Пашка оглядит комнату — все светится, вымыто, вычищено.
— Сама убирала? — спросит строго.
— А кто же? — виновато улыбнется Аня.
— А нельзя! — прикрикнет он. — Не понимаешь? С Надей ведь договорено. Поможет. Не поможет — и так потерпим. Не горит. Нельзя и нельзя. Дело-то серьезное ожидается.
— Ну, не буду больше, — примирительно скажет Аня.
— Ладно. Но больше — никак.
И, увидев стол, Пашка отойдет окончательно.
А на столе-то, на столе-то щи его уже ждут, и щи, знает Пашка, вкусные, ни одна столовая таких не сварганит — наваристые, густые, — и мясо уже дымится с картошечкой, — и обед тебе тут, и ужин, потому как ты есть кормилец, и сила в тебе должна быть, и здоровье, и ноги прыткие.
Пашка сядет за стол, Аня же напротив него, и подопрет она ладонью щеку и смотреть станет, как он будет поедать все ее варенья. И не нужно бы волноваться за Пашкин аппетит. Еще бы: наработался человек и устал, домой пришел. И не к трали-вали пришел, не к Милый-Саша-Я-Не-Ваша, а к жене любимой.
Поел, отвалился, так можно и в кино сходить, если картина хорошая, или телевизор там посмотреть, а всего-то лучше лечь спать пораньше.

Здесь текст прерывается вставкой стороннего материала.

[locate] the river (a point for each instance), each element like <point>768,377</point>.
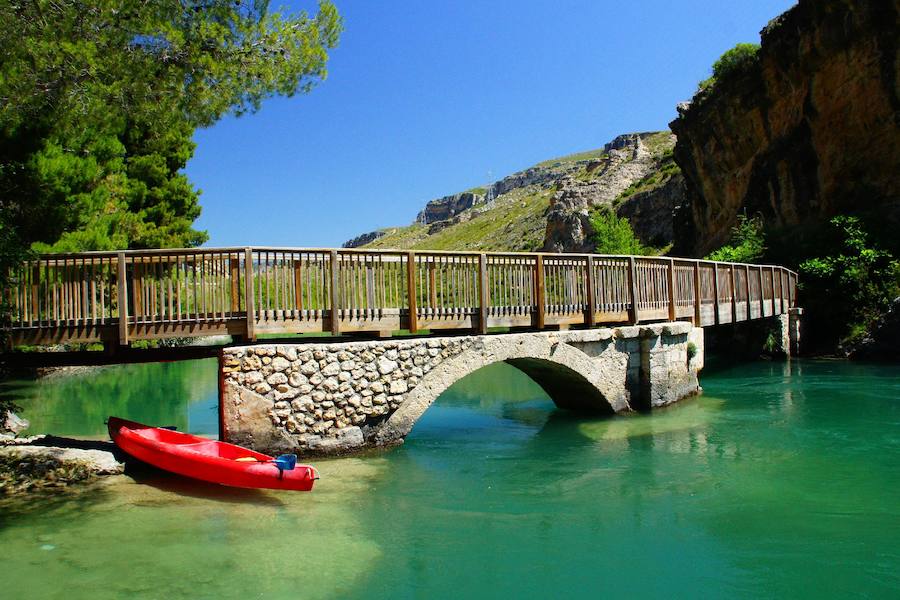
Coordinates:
<point>782,479</point>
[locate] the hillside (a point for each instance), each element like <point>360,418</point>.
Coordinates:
<point>547,206</point>
<point>807,128</point>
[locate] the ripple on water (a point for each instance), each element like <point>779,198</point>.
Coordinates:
<point>153,540</point>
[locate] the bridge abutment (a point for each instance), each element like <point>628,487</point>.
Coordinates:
<point>330,398</point>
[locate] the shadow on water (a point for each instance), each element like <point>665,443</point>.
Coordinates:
<point>164,481</point>
<point>180,394</point>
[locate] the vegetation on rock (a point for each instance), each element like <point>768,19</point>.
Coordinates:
<point>614,235</point>
<point>733,61</point>
<point>25,474</point>
<point>853,281</point>
<point>747,243</point>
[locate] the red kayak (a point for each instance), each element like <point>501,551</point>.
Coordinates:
<point>209,460</point>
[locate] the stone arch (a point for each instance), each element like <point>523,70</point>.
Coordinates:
<point>570,377</point>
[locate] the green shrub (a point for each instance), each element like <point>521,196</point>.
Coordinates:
<point>732,61</point>
<point>747,243</point>
<point>614,235</point>
<point>853,282</point>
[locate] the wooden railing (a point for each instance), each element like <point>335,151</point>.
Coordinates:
<point>118,297</point>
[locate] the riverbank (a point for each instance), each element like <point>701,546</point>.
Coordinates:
<point>47,463</point>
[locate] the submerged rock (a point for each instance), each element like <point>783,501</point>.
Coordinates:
<point>14,424</point>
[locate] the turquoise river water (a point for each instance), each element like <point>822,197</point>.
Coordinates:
<point>782,480</point>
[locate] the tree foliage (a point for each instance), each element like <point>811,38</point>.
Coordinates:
<point>855,281</point>
<point>99,101</point>
<point>614,235</point>
<point>747,243</point>
<point>733,61</point>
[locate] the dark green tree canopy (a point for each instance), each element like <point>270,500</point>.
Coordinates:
<point>99,100</point>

Прошел день — ну и хорошо. А лучше и не надо. Только бы так всегда. И удивляться нечему. Все как положено. И никогда не будет хуже. Ты да я. Да мы с тобой. А сын появится — так это новые заботы, но уж и радостей навалом.
И он появился.
Май кончался. Солнце наливалось. Воскресное гулянье. А Пашка был при параде — костюм черный напялил да галстук — очень уж это важное дело.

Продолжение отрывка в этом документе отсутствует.